Really it's just a drop in the ocean....
'Tis the season for slaughter
November 27, 10:54
It is an unfortunate fact that this "Thanksgiving" season is filled with massive animal slaughter worldwide. With the convergence of the American holiday with the Muslim celebration of Eid al-Adha and the Hindu buffalo sacrifice, the last few days have been a nightmare for animals. Although they are all obviously cruel to the animals involved, there are some differences between these mass slaughters that can be highlighted. Naturally, in our quest for true enlightenment and humanity, we can continue to reduce brutality and cruelty no matter where found and the reason behind it.
In the United States, this period represents the holiday of Thanksgiving (Nov. 26), a remembrance of the experience of the European immigrants to the "New World." Every year, this festivity is accompanied by the massive slaughter of turkeys, to the tune of some 5.32 million, according to an estimate by PETA. In this instance, the animals are killed principally for food - and they are eaten - although there is a certain ritualistic aspect of any holiday, including Thanksgiving.

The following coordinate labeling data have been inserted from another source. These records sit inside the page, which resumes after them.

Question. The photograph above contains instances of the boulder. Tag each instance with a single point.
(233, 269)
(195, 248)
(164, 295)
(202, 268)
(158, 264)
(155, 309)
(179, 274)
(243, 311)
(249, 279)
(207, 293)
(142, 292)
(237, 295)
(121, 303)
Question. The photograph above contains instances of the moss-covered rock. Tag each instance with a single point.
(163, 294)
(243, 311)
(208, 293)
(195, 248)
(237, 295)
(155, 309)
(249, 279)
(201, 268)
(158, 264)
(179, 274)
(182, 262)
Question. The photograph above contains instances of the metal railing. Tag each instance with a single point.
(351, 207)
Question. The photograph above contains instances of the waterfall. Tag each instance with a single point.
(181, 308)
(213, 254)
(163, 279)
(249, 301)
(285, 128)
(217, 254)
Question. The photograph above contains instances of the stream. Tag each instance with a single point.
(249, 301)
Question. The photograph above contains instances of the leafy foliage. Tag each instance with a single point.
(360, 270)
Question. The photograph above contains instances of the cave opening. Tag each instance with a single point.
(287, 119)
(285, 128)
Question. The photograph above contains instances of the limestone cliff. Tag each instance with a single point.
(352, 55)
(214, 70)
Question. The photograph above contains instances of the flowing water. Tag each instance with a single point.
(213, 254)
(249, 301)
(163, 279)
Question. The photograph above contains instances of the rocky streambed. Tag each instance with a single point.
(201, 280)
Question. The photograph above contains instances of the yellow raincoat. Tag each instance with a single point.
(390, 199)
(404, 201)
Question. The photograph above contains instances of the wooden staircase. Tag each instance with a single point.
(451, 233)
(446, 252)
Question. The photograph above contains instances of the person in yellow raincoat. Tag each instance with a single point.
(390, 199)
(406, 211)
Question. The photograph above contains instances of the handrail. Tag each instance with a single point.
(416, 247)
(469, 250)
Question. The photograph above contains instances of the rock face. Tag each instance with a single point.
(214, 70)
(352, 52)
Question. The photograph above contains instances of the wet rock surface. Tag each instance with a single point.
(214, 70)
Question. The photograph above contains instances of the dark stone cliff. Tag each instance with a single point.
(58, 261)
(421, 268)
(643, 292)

Nevertheless, the turkeys are principally slaughtered in order to sustain human life, which represents a practical purpose at least. Although they do not always succeed, American slaughterhouses attempt to make this mass killing as humane as possible. Relatively few turkeys are killed by private individuals, and certainly not in the streets, with blood running everywhere.
Eid al-Adha slaughter in Bangladesh
Photo by Mamun2aThis year the Muslim religious holiday of Eid al-Adha - the "Festival of Sacrifice" - begins on November 27 and continues until the 30th. Although many of the millions of animals worldwide slaughtered at this time are eaten, much meat is wasted, and this slaughter is not mainly for purposes of food but to celebrate the god Allah saving the boy Ishmael, who had been abandoned by his father, the biblical patriarch Abraham. This highly bloody mass killing therefore represents a ritual sacrifice that is often done in a very inhumane and cruel manner, in the streets and in front of children, with blood running everywhere. A case could be made that such public carnage inures children to blood, death and killing.
Nepal Hindu buffalo slaughter
AP Photo/Gemunu AmarasingheOn November 24th, Hindus of Nepal began the world's largest animal slaughter in one place, decapitating some 250,000 creatures, many of which are buffalos. Occurring every five years, the mass killing represents a sacrifice to "Gadhimai, a Hindu goddess of power." Again, although much of the meat is consumed, much also goes to waste, and the main reason behind this carnage is religious and ritualistic, with claims that "the goddess needs blood." Obviously, rational thought would dictate that no deity "needs" blood or anything else for that matter.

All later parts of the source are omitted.